閉じ込められた環境のボスたちが持つ大量の経験値が気になった。
役小角教諭は、友人のコジュっていう同僚から、モンスターの都合を付けて貰っている。
ダンジョン特有の、領域内であれば一定時間で復活する。
これがあっても貰える経験値に差があるという。
この差が気になった。
初見殺しのダンジョンなら。
考えて、ぞっとした記憶。
『おしっこか? まいったな、ここにトイレはないぞ』
ドラゴンの冗談かな。
それとも身震いでも見られた。
『ま、それはそれだが... お前さんの挑戦権は失効しているから、それを告げておこう。故に、そうだなあ......うむ。我に拝謁した褒美として参加賞、そうだ、参加賞をくれてやるのだ!! また次に同じことを2回ほどしたら、異例だが大きなヌイグルミに取り替えてやるから、ちゃんとアイテムボックスに入れておくのだぞ!!』
暫くすると、まばゆい光に呑まれたボクは、塔の外へ強制送還された。
100層ダンジョンへの立ち入り禁止10日っていう、処分のペナルティも受けて。
◇
で、だ。
中継が終わった後はもう。
全校生徒というか、“調和”の寮生から物を投げつけられる痛いイベントに遭遇。
PvPは誰に挑んでもいい事になってるけど。
それは専用フィールドだけの話だ。
今まさにボクはすべてを敵に回したとこ。
いや。
すべてじゃない。
エサちゃんだけがボクを優しく迎えてくれたんだ。
彼女が在籍する“支配”の寮で。
「これ、参加賞だって」
モンスターではなく、ドラゴンのぬいぐるみ。
手のひらサイズで威厳は無いけど愛嬌はある三つ首竜のだ。
「ありがとう」
貰ってもいいよねって聞かれた。
彼女にはドラゴンをプレゼントする予定だったから。
「おやおや、とんだ手癖の悪い転入生さまだな?」
寮長の四年生。
“支配”の塔なんて言われてるけど、悪役令息とか令嬢しか居ない、はみ出し者が集まった自己中な気風。
その寮長がボクをエサちゃんから引き剥がすと、
「見事だったぞ!! 流石は期待の新星だ。

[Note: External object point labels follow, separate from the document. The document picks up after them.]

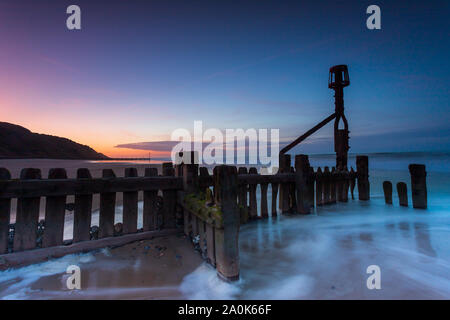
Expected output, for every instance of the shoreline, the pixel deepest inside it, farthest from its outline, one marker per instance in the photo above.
(145, 269)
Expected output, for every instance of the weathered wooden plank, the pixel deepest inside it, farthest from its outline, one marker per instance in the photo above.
(301, 172)
(52, 187)
(292, 195)
(202, 233)
(362, 173)
(23, 258)
(285, 167)
(264, 210)
(169, 201)
(55, 209)
(130, 205)
(418, 185)
(242, 197)
(227, 239)
(310, 179)
(150, 211)
(319, 187)
(210, 245)
(352, 182)
(387, 190)
(345, 185)
(326, 185)
(402, 191)
(274, 199)
(194, 225)
(333, 181)
(27, 216)
(253, 208)
(5, 214)
(187, 222)
(253, 179)
(339, 185)
(83, 210)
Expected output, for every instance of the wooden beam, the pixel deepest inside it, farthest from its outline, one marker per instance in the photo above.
(20, 259)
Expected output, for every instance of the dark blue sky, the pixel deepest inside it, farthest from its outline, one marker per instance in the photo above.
(140, 69)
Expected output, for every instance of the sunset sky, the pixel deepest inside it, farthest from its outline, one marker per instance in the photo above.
(140, 69)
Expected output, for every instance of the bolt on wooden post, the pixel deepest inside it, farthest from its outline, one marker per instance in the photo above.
(227, 238)
(418, 185)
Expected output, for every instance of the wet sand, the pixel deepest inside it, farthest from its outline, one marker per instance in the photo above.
(71, 166)
(149, 269)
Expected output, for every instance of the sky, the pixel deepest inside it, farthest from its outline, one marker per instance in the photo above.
(138, 70)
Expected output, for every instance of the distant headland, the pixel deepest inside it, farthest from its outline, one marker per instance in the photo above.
(17, 142)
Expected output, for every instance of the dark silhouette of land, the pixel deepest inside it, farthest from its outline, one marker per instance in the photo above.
(17, 142)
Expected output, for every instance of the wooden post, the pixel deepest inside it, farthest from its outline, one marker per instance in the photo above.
(339, 185)
(5, 215)
(150, 211)
(333, 185)
(345, 184)
(190, 173)
(310, 185)
(352, 182)
(202, 234)
(55, 209)
(210, 245)
(285, 166)
(264, 210)
(242, 198)
(402, 191)
(169, 199)
(326, 185)
(418, 185)
(292, 195)
(190, 176)
(301, 186)
(107, 210)
(130, 205)
(387, 189)
(204, 173)
(274, 199)
(362, 173)
(227, 239)
(252, 194)
(319, 187)
(27, 216)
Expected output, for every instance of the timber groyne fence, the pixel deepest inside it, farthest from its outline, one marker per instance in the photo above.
(208, 208)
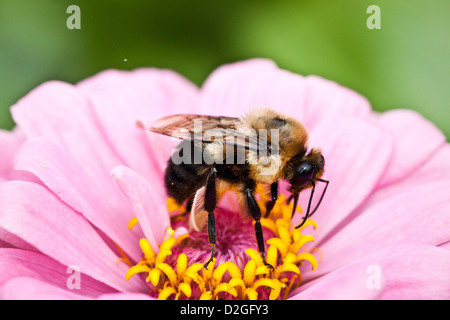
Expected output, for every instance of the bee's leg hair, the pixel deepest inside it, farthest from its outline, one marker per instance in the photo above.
(255, 212)
(274, 196)
(210, 205)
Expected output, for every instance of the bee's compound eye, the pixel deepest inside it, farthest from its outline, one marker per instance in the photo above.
(303, 175)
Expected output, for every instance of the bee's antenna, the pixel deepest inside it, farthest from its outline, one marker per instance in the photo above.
(321, 197)
(295, 196)
(309, 205)
(308, 213)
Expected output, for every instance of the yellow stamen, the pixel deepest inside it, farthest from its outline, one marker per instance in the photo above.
(178, 279)
(146, 248)
(169, 272)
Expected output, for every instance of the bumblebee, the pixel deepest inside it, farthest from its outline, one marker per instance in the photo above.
(218, 154)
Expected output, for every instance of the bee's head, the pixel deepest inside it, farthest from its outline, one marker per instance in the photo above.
(307, 170)
(304, 172)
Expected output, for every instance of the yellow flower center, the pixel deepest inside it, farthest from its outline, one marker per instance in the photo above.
(179, 280)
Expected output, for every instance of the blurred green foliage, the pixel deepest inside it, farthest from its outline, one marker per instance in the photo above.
(405, 64)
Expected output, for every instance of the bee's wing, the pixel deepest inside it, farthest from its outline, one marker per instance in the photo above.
(207, 129)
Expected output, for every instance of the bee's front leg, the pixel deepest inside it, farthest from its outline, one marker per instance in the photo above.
(210, 206)
(273, 198)
(255, 212)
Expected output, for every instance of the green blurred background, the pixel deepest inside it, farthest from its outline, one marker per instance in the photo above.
(405, 64)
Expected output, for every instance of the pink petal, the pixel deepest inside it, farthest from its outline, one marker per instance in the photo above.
(9, 240)
(16, 263)
(416, 272)
(32, 213)
(10, 142)
(147, 201)
(33, 289)
(69, 181)
(437, 168)
(418, 215)
(238, 87)
(325, 98)
(347, 283)
(415, 140)
(393, 272)
(60, 114)
(125, 296)
(356, 154)
(120, 98)
(235, 88)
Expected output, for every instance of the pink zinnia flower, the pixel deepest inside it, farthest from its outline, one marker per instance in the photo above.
(82, 195)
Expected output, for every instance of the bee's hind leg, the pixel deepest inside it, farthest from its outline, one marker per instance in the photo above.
(210, 205)
(255, 213)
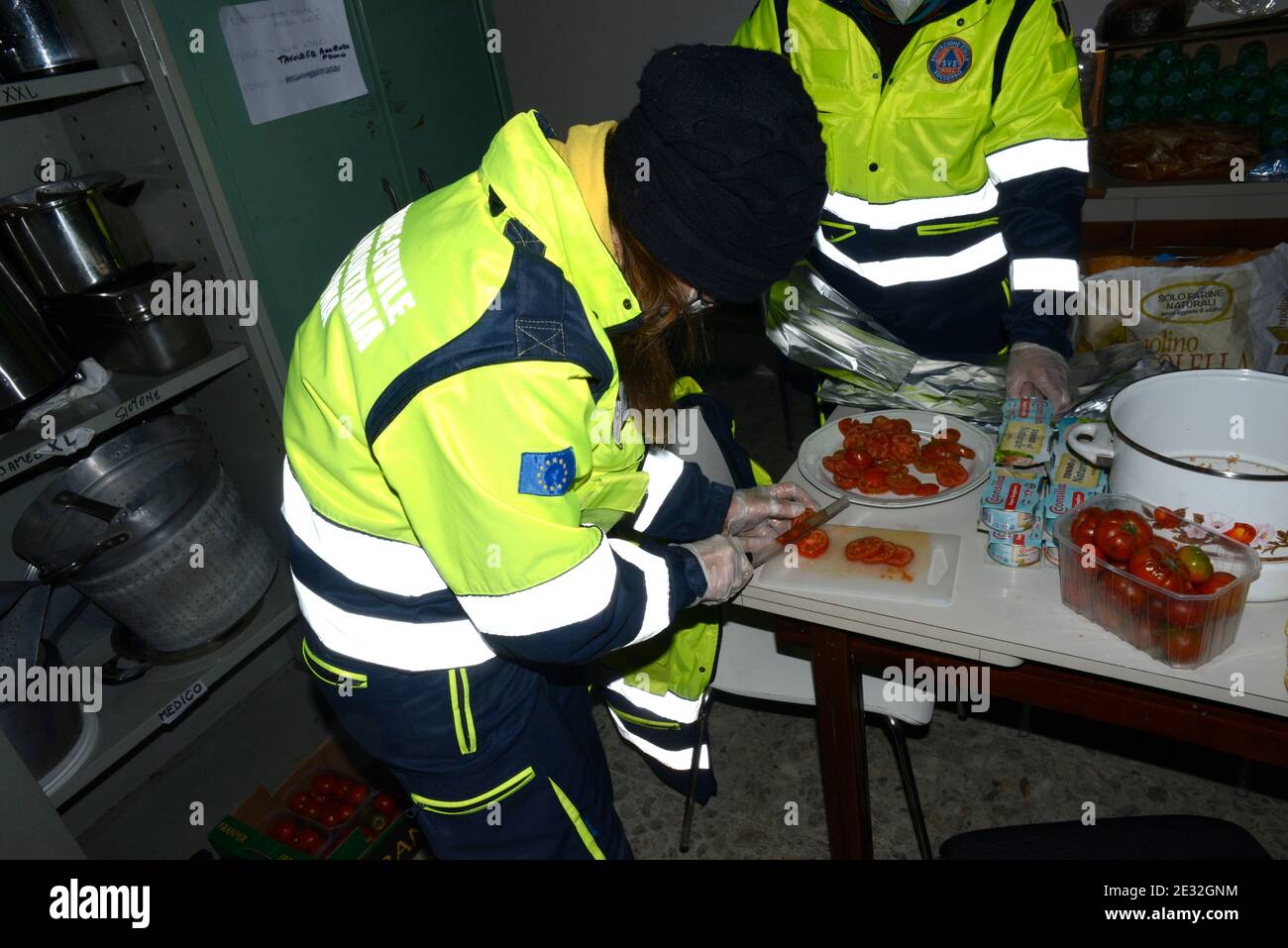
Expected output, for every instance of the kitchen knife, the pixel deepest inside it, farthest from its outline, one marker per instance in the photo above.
(795, 533)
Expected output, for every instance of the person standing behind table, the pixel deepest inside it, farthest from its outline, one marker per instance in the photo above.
(957, 165)
(455, 458)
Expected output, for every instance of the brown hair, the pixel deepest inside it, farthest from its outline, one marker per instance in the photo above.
(644, 351)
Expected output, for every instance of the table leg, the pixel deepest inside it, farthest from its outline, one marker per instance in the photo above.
(841, 745)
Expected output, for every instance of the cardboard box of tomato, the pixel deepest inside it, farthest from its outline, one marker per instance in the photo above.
(368, 832)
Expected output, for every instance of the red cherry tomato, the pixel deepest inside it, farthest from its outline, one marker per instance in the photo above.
(903, 484)
(1126, 592)
(879, 446)
(309, 841)
(323, 785)
(1121, 532)
(1083, 530)
(787, 535)
(954, 450)
(858, 458)
(905, 447)
(1183, 646)
(1159, 567)
(357, 794)
(874, 480)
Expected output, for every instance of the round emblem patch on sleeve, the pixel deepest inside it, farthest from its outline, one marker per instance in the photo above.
(949, 59)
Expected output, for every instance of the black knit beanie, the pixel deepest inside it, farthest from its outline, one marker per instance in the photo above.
(729, 193)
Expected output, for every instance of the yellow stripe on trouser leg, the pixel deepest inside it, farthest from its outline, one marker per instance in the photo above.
(460, 807)
(579, 823)
(464, 727)
(312, 662)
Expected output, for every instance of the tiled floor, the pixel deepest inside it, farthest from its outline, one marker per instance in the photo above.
(986, 771)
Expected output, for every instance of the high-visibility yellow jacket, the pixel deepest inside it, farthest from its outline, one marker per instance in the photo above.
(455, 445)
(964, 166)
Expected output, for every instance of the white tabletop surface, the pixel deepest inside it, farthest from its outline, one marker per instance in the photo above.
(1005, 616)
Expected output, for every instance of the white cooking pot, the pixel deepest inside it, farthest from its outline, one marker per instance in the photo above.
(1211, 445)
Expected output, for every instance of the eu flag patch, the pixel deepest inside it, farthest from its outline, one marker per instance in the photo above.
(546, 473)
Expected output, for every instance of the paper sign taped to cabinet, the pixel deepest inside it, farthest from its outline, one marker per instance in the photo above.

“調和”だけではないが、聖女クランの奴らは鼻持ちならなくてな。久々にスカッとさせて貰った」
ぎゅっとハグされて。
苦しさの余り気を失いかけた。
「いあ、すまんすまん、つい」
エサちゃんの腕の中にもどされて。
これでボクもデビューしたわけだ、悪役のロールプレイングに。